Urinary retention is one of the most common early postoperative complications following inguinal hernia repair (IHR). The aim of this study was to assess the incidence of postoperative urinary retention (POUR) and to identify associated risk factors.
Data of consecutive patients undergoing IHR from 2011 to 2017 were collected from a national multicenter cohort. POUR was defined as the inability to void requiring urinary catheterization. A multivariate analysis was conducted to identify independent risk factors for POUR.

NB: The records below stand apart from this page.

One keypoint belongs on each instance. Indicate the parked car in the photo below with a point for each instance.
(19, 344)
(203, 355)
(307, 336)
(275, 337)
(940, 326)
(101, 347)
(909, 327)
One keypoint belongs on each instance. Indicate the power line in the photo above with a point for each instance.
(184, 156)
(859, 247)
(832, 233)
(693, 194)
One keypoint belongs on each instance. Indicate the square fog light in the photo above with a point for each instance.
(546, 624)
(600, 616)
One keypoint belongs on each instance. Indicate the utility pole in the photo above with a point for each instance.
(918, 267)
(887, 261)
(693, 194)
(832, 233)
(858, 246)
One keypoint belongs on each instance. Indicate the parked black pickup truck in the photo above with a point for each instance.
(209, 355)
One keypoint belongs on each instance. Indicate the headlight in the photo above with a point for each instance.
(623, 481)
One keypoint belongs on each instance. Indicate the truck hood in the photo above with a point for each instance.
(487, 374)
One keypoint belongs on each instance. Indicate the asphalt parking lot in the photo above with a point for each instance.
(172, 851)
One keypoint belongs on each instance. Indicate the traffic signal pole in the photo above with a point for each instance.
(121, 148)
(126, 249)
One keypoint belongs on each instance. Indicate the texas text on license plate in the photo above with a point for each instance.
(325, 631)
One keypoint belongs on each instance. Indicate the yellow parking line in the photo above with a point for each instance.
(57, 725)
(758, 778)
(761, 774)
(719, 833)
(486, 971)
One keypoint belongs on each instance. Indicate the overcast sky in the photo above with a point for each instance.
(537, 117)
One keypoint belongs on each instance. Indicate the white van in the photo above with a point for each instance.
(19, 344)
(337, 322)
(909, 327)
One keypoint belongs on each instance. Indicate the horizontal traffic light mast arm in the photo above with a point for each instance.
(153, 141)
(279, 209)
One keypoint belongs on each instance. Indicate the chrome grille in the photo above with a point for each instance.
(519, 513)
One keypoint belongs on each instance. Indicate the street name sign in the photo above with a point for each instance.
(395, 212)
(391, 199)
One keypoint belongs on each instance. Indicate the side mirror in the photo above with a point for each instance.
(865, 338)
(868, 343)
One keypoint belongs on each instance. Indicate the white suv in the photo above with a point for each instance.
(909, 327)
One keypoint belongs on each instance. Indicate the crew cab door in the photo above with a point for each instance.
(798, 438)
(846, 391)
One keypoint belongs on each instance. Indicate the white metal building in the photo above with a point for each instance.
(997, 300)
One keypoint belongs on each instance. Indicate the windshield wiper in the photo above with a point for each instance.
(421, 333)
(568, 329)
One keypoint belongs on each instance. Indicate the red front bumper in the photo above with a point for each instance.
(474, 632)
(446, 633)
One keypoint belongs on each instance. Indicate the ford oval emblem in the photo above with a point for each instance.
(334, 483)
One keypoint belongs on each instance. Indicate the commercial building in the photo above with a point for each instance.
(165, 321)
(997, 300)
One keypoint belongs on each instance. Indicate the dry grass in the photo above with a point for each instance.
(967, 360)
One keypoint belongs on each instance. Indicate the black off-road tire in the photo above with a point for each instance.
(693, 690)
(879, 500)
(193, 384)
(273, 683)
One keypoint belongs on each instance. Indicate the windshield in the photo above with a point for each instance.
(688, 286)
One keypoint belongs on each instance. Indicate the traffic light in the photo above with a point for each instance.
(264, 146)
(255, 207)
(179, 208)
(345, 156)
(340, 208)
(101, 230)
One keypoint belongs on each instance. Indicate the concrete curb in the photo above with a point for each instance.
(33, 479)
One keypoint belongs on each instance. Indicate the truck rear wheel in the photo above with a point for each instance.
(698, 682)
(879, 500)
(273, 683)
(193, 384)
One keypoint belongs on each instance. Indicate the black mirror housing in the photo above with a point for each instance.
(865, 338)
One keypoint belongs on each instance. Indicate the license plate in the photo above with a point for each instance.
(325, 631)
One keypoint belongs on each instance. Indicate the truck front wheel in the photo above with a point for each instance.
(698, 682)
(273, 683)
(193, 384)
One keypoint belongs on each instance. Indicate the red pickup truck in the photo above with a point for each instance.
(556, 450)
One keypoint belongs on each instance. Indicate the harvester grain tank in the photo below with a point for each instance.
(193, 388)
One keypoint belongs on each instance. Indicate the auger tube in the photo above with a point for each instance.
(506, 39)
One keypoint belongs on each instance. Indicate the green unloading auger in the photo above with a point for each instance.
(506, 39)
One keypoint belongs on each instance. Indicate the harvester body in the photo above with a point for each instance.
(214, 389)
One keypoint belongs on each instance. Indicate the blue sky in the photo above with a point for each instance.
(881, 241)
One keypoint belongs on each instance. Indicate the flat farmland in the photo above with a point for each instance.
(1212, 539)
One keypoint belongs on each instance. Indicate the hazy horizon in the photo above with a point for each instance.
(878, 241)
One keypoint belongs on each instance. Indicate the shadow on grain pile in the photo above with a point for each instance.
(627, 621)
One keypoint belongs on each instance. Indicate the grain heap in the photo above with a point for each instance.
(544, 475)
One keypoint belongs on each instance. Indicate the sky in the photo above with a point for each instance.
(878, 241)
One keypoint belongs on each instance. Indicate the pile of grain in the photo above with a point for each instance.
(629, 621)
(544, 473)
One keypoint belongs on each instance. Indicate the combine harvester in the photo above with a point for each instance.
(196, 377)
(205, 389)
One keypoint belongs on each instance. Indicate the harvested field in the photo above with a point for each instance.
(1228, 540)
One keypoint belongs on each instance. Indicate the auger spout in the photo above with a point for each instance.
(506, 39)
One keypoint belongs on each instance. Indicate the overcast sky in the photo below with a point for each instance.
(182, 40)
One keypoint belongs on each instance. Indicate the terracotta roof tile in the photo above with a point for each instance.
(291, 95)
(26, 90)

Of 13,736 patients, 109 (0.8%) developed POUR. Patients with POUR had longer hospital length of stay (p < 0.001). IHR was performed by a laparoscopic or an open approach in 7012 (51.3%) and 6655 (48.7%) patients, respectively, and spinal anesthesia was realized in 591 (4.3%) patients. Ambulatory surgery was performed in 10,466 (76.6%) patients. Multivariate analysis identified preoperative dysuria (0R 3.73, p < 0.001), diabetes mellitus (OR 1.98, p = 0.029) and spinal anesthesia (OR 7.56, p < 0.001) as independent preoperative risk factors associated with POUR. POUR was the cause of ambulatory failure in 35 (10.2%) patients who required unanticipated admission.
The incidence of POUR following IHR remains low but impacts hospitalization settings. Preoperative risk factors for POUR should be considered for the choice of the anesthetic technique.